Douglas fir stands are being replaced with pine, acknowledged in a 2020 Forest Practices Board Report, and the same is likely happening with spruce, aspen and birch.
“Central to the simplification of our forests is the war on aspen, cottonwood and birch,” he said. “The rules are draconian and extreme. They require a minimum of 95 per cent conifer domination and have no requirements to maintain any deciduous patches for fire-breaks, moose habitat, cattle range, biodiversity, or their vastly superior albedo and carbon sequestration for climate change mitigation.
“Aspen and birch can fight off pine and allow spruce and Douglas fir a chance to come in underneath, to mix up the age and species classes, to create resiliency. Forestry doesn’t understand this. All they see is a computer model that demands maximum conifer production to maintain the maximum level of clearcutting we are seeing today, which, as we’ve seen, has not been sustainable and is failing our communities and our workers. Pine is cheap, quick, and reliable to replant and they are using it to juice up their illegitimate models of landscape liquidation and conversion, ignoring the massive risk calculation it involves.
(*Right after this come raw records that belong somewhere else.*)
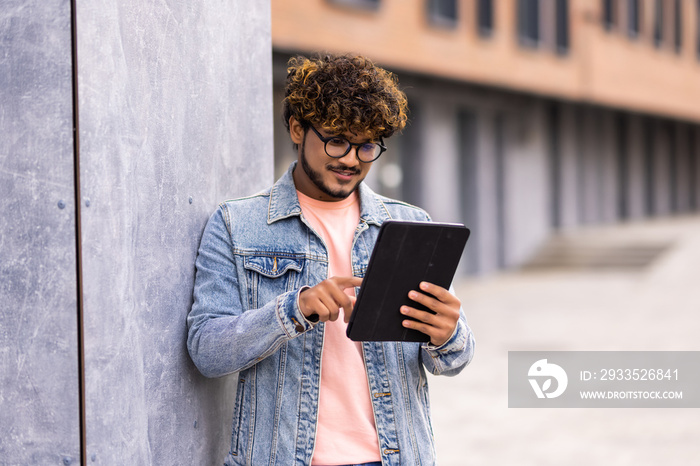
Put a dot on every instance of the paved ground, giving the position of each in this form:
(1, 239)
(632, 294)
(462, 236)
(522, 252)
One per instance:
(657, 308)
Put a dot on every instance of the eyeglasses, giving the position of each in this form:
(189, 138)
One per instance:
(337, 147)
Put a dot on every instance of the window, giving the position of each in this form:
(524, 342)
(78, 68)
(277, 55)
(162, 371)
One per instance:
(609, 14)
(677, 26)
(634, 19)
(443, 12)
(529, 22)
(562, 28)
(484, 16)
(365, 4)
(658, 22)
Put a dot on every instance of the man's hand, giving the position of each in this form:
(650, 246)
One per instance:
(439, 326)
(325, 299)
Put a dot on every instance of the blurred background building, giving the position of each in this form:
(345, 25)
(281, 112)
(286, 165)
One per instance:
(528, 117)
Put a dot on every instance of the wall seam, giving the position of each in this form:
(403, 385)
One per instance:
(78, 237)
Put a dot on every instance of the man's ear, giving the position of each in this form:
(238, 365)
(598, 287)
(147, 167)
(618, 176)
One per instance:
(296, 131)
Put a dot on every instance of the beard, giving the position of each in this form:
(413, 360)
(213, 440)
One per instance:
(317, 179)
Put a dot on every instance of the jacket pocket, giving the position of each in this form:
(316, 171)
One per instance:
(237, 417)
(270, 275)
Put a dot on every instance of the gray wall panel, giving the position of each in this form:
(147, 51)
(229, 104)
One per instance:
(176, 116)
(39, 409)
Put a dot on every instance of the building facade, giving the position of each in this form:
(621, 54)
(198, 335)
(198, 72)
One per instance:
(528, 117)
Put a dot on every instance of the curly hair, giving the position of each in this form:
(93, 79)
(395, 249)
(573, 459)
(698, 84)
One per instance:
(342, 93)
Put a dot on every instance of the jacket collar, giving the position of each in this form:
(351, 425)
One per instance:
(284, 201)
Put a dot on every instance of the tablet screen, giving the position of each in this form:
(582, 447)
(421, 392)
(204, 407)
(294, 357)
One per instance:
(405, 254)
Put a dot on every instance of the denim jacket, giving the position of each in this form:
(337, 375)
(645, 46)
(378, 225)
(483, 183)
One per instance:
(255, 255)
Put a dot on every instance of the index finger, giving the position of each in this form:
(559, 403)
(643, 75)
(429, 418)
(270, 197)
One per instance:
(347, 282)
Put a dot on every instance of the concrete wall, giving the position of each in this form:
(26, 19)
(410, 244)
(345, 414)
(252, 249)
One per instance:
(39, 398)
(175, 115)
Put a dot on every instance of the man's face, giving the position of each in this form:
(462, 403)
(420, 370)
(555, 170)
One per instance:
(322, 177)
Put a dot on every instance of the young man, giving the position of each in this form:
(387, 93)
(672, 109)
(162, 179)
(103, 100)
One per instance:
(275, 284)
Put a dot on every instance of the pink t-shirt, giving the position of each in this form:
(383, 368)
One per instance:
(345, 433)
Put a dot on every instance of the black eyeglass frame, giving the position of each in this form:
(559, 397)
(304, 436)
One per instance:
(326, 140)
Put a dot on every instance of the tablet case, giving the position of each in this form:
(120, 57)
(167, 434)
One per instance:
(405, 254)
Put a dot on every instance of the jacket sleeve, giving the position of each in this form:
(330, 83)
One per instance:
(223, 339)
(452, 356)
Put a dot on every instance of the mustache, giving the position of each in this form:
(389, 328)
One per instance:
(341, 167)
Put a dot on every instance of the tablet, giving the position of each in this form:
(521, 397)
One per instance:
(406, 253)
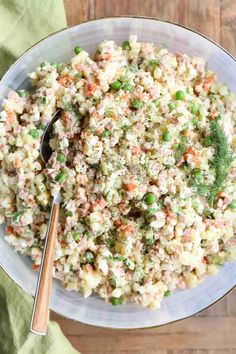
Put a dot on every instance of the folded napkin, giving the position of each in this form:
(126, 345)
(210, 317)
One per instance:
(23, 23)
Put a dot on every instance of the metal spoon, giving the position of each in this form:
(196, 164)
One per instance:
(40, 314)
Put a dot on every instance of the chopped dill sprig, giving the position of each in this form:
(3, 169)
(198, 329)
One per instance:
(221, 164)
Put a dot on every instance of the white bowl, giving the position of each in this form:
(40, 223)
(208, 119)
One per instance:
(58, 48)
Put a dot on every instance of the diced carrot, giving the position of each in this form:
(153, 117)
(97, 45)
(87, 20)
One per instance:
(136, 150)
(35, 267)
(106, 56)
(10, 230)
(100, 130)
(129, 187)
(95, 115)
(65, 80)
(126, 229)
(91, 89)
(10, 117)
(117, 223)
(17, 162)
(82, 179)
(66, 116)
(79, 67)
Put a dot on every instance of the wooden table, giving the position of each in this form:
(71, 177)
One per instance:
(213, 331)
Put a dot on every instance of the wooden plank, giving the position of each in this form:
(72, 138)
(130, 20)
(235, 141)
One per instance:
(228, 25)
(165, 9)
(216, 310)
(203, 16)
(195, 333)
(231, 304)
(76, 11)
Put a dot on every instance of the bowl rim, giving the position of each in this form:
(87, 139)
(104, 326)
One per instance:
(73, 26)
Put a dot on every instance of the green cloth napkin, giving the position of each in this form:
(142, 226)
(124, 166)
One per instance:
(15, 315)
(23, 23)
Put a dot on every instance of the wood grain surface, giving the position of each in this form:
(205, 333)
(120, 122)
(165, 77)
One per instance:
(213, 331)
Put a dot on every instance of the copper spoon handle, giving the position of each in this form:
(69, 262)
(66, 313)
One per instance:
(40, 315)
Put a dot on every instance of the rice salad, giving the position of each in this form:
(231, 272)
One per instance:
(143, 153)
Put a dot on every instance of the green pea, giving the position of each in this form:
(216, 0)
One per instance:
(116, 301)
(150, 198)
(156, 102)
(150, 212)
(78, 49)
(89, 257)
(179, 95)
(171, 106)
(125, 45)
(22, 93)
(61, 177)
(133, 68)
(232, 205)
(207, 213)
(220, 116)
(106, 133)
(127, 87)
(61, 157)
(167, 293)
(137, 104)
(107, 113)
(16, 217)
(41, 126)
(78, 75)
(112, 282)
(55, 65)
(193, 108)
(118, 258)
(195, 122)
(116, 85)
(75, 235)
(88, 234)
(185, 127)
(68, 213)
(166, 136)
(207, 141)
(149, 241)
(43, 99)
(153, 63)
(34, 133)
(197, 175)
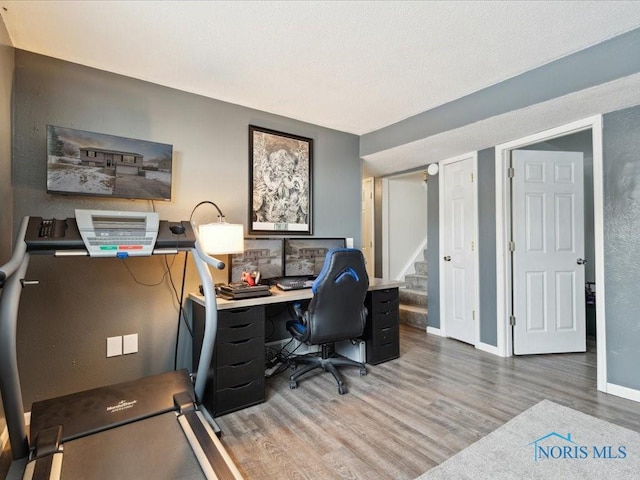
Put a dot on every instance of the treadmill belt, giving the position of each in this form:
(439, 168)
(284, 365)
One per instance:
(154, 449)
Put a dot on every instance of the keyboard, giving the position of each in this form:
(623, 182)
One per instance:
(294, 283)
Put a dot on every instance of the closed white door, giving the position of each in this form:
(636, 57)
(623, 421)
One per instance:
(548, 257)
(368, 224)
(457, 250)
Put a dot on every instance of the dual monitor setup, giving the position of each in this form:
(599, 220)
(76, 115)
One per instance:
(282, 258)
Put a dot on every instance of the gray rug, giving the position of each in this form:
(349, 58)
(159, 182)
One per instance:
(548, 441)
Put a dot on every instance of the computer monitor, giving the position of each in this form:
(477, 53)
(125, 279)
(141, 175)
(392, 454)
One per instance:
(305, 256)
(260, 254)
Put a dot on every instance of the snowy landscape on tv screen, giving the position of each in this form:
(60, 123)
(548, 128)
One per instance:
(88, 163)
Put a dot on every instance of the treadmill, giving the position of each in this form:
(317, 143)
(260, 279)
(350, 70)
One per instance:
(150, 428)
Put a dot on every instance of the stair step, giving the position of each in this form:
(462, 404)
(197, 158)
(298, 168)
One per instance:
(421, 267)
(410, 296)
(413, 315)
(416, 281)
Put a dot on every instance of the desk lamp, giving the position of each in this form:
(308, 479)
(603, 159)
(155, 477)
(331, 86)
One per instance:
(212, 239)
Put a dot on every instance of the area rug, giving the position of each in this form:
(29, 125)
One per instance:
(547, 441)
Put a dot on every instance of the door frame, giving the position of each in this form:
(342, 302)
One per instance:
(503, 227)
(476, 259)
(372, 223)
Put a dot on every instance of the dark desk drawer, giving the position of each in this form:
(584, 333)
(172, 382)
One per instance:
(240, 351)
(240, 373)
(385, 335)
(384, 319)
(383, 353)
(240, 331)
(239, 397)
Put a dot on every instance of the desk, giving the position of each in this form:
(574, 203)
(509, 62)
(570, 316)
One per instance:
(236, 375)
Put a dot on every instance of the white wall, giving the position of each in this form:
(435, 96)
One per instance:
(406, 223)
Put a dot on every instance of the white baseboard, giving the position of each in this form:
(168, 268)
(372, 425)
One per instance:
(485, 347)
(434, 331)
(624, 392)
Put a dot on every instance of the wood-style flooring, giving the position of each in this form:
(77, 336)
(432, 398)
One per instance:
(407, 415)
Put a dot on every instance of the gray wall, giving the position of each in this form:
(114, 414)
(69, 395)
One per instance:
(433, 252)
(487, 246)
(6, 190)
(64, 322)
(621, 137)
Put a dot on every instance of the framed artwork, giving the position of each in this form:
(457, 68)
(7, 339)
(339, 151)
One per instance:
(280, 166)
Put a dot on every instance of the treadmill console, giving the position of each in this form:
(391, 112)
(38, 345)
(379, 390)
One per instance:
(114, 233)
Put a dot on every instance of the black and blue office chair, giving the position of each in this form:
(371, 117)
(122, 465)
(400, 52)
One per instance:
(336, 312)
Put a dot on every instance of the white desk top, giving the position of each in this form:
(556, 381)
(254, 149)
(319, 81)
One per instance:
(279, 296)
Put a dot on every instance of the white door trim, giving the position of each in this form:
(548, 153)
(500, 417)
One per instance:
(476, 259)
(385, 228)
(503, 260)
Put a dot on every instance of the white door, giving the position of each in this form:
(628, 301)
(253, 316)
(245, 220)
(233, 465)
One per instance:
(457, 250)
(548, 257)
(368, 224)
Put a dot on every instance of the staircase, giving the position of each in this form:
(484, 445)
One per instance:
(413, 298)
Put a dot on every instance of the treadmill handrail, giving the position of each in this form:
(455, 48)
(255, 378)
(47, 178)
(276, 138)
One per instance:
(19, 250)
(202, 260)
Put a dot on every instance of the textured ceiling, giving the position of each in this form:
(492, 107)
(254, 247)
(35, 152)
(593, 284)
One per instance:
(351, 66)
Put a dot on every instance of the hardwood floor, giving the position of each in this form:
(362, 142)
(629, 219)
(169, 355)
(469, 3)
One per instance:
(406, 415)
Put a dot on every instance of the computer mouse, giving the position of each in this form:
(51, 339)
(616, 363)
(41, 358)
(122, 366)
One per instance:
(177, 229)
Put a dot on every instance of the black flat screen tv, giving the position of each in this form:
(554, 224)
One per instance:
(97, 164)
(305, 256)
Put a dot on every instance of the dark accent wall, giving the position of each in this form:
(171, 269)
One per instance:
(621, 139)
(65, 320)
(487, 246)
(6, 190)
(433, 252)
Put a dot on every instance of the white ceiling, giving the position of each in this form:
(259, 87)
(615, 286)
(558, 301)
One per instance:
(354, 66)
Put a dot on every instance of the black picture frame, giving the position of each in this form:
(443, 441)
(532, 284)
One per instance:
(280, 182)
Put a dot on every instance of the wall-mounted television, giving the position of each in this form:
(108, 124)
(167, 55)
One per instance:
(260, 254)
(97, 164)
(305, 256)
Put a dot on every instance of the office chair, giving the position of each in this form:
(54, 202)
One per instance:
(335, 312)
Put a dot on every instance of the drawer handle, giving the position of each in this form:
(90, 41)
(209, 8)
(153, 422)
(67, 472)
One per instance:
(240, 364)
(239, 310)
(240, 386)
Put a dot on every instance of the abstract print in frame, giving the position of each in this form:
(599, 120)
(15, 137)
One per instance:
(280, 167)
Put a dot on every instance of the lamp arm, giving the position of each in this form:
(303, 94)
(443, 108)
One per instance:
(209, 202)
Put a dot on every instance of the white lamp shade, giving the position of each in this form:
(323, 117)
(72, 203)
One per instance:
(221, 238)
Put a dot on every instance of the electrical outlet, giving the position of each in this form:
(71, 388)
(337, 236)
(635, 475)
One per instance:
(114, 346)
(130, 344)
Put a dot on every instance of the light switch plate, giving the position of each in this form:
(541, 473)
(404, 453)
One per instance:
(114, 346)
(130, 344)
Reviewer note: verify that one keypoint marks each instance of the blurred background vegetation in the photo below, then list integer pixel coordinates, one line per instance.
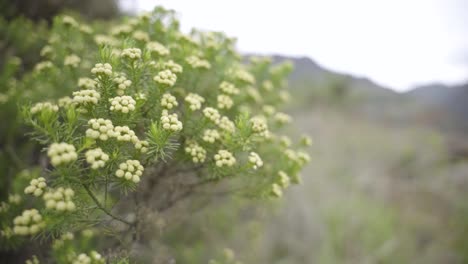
(387, 182)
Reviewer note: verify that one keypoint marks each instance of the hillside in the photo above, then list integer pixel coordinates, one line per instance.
(438, 105)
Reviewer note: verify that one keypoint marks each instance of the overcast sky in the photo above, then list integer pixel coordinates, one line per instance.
(396, 43)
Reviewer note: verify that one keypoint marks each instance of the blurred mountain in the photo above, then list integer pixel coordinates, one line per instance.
(437, 105)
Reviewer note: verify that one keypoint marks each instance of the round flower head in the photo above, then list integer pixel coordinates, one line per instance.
(36, 187)
(142, 145)
(211, 135)
(212, 114)
(87, 83)
(122, 83)
(28, 223)
(168, 101)
(130, 170)
(65, 101)
(100, 129)
(172, 66)
(197, 153)
(255, 160)
(166, 77)
(105, 40)
(46, 51)
(259, 126)
(224, 102)
(39, 107)
(158, 48)
(195, 101)
(228, 88)
(226, 124)
(124, 133)
(86, 97)
(60, 199)
(72, 60)
(170, 122)
(96, 158)
(224, 158)
(123, 104)
(131, 54)
(61, 153)
(306, 141)
(268, 110)
(102, 69)
(196, 62)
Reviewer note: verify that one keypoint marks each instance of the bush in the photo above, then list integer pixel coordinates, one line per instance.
(131, 120)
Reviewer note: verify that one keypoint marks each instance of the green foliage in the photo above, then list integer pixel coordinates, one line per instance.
(134, 119)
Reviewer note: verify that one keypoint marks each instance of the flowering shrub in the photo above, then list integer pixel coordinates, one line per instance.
(138, 119)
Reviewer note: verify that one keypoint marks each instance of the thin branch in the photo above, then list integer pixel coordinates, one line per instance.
(98, 204)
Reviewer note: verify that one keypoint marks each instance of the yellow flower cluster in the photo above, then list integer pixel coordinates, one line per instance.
(36, 186)
(122, 83)
(158, 48)
(86, 97)
(197, 152)
(124, 133)
(61, 153)
(131, 53)
(259, 126)
(87, 83)
(212, 114)
(168, 101)
(196, 62)
(224, 102)
(72, 60)
(174, 67)
(211, 135)
(255, 160)
(130, 170)
(123, 104)
(102, 69)
(170, 122)
(195, 101)
(166, 77)
(43, 65)
(226, 124)
(96, 158)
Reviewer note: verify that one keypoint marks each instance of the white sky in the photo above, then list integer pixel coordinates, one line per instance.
(396, 43)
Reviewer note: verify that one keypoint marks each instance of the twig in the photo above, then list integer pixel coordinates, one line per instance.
(98, 204)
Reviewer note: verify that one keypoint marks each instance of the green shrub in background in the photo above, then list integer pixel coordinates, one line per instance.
(129, 119)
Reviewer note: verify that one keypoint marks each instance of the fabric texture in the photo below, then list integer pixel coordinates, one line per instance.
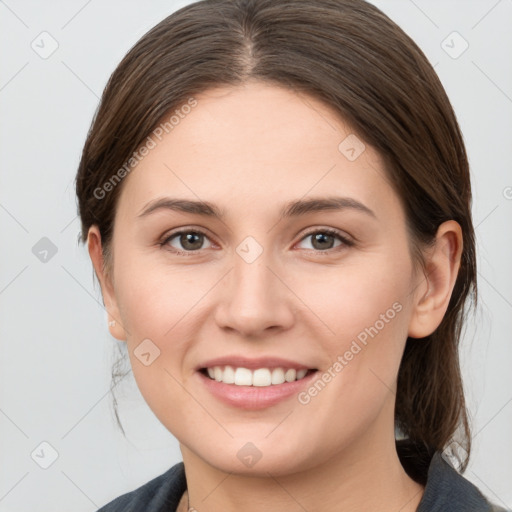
(445, 491)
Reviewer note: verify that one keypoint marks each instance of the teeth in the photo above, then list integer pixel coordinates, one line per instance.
(262, 377)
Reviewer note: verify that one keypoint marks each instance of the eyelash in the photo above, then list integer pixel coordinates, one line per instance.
(328, 231)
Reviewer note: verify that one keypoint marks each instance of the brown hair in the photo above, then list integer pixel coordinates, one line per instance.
(351, 56)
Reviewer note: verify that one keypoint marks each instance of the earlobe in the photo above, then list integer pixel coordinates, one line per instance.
(107, 290)
(433, 294)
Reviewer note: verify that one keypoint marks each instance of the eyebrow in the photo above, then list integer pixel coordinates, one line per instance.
(291, 209)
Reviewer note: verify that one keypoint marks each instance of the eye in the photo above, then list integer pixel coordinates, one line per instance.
(323, 239)
(188, 241)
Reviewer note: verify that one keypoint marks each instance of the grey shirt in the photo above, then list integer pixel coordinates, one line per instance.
(445, 491)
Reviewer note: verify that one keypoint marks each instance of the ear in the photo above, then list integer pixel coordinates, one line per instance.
(434, 292)
(107, 289)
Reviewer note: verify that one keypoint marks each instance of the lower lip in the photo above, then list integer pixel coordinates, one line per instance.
(254, 397)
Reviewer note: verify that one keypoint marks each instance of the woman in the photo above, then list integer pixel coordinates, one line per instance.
(277, 204)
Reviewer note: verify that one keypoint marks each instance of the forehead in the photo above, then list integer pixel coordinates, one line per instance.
(256, 145)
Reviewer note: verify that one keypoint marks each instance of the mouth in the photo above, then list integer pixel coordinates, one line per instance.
(259, 377)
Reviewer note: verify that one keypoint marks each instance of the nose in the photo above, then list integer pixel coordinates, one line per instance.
(255, 299)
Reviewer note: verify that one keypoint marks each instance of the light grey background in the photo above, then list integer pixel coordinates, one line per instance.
(55, 350)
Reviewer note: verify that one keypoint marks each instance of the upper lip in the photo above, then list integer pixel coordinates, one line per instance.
(253, 363)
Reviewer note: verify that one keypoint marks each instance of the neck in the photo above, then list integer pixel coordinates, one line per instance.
(367, 475)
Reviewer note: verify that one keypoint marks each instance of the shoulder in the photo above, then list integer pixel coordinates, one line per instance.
(446, 489)
(162, 493)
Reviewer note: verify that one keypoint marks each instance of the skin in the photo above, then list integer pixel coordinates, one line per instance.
(249, 150)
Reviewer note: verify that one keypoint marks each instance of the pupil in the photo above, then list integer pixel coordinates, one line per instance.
(187, 240)
(321, 237)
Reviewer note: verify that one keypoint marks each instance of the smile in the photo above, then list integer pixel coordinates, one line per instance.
(260, 377)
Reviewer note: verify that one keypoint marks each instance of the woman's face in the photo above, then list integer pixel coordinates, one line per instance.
(266, 285)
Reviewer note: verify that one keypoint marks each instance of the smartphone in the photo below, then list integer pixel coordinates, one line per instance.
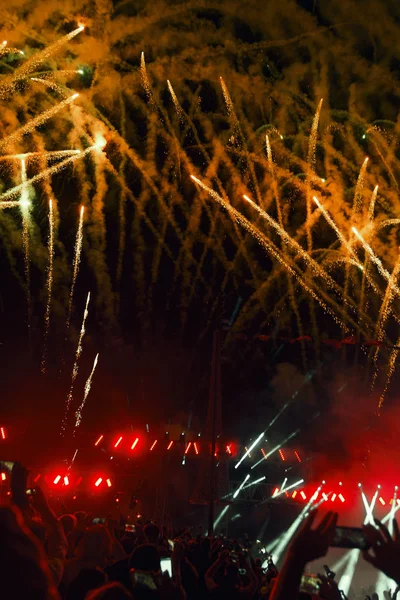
(143, 579)
(166, 565)
(350, 537)
(310, 584)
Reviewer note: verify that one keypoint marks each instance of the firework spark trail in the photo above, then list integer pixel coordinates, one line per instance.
(25, 212)
(76, 263)
(38, 155)
(266, 244)
(178, 108)
(317, 269)
(75, 368)
(33, 63)
(34, 123)
(47, 172)
(145, 79)
(49, 285)
(53, 85)
(88, 385)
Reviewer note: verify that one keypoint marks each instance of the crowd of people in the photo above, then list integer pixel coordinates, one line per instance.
(70, 557)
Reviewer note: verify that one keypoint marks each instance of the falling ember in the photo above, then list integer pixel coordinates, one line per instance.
(49, 285)
(88, 385)
(75, 367)
(76, 263)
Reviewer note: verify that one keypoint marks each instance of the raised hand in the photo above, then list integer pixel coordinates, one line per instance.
(310, 544)
(385, 554)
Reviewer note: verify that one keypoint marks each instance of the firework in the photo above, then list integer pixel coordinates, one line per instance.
(88, 385)
(75, 367)
(49, 284)
(76, 263)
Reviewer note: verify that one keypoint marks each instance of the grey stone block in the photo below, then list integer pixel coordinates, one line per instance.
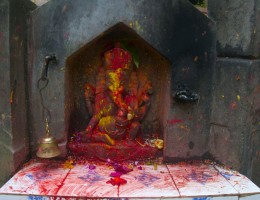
(234, 133)
(238, 27)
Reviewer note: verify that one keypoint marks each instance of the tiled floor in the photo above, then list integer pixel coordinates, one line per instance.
(49, 179)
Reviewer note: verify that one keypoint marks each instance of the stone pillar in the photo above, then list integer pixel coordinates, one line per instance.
(235, 120)
(14, 140)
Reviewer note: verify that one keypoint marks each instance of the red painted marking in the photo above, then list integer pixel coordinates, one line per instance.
(174, 121)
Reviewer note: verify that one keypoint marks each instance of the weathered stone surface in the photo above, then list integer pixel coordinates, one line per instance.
(234, 132)
(174, 28)
(238, 28)
(14, 143)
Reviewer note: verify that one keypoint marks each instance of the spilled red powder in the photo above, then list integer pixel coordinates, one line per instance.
(117, 181)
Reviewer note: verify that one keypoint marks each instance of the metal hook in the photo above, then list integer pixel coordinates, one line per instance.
(47, 59)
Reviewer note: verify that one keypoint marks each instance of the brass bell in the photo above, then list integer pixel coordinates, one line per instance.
(48, 147)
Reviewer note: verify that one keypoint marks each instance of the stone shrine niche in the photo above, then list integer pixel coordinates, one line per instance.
(117, 95)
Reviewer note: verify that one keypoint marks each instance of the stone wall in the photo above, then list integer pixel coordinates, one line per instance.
(235, 119)
(14, 140)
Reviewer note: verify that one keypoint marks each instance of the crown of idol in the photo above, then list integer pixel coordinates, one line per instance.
(117, 58)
Covering landscapes with intensive pine plantations, and spruce plantations in the wet zones, will benefit nobody if they all burn or get hit with a resurging pine or spruce beetle. We have learned nothing from the past apparently.”
Forest Minister Bruce Ralston will be addressing the Association of BC Forestry Professionals at 9 a.m. on Friday. Regardless if the meeting happens or not, Steidle will be outside with signage to make sure the message gets through.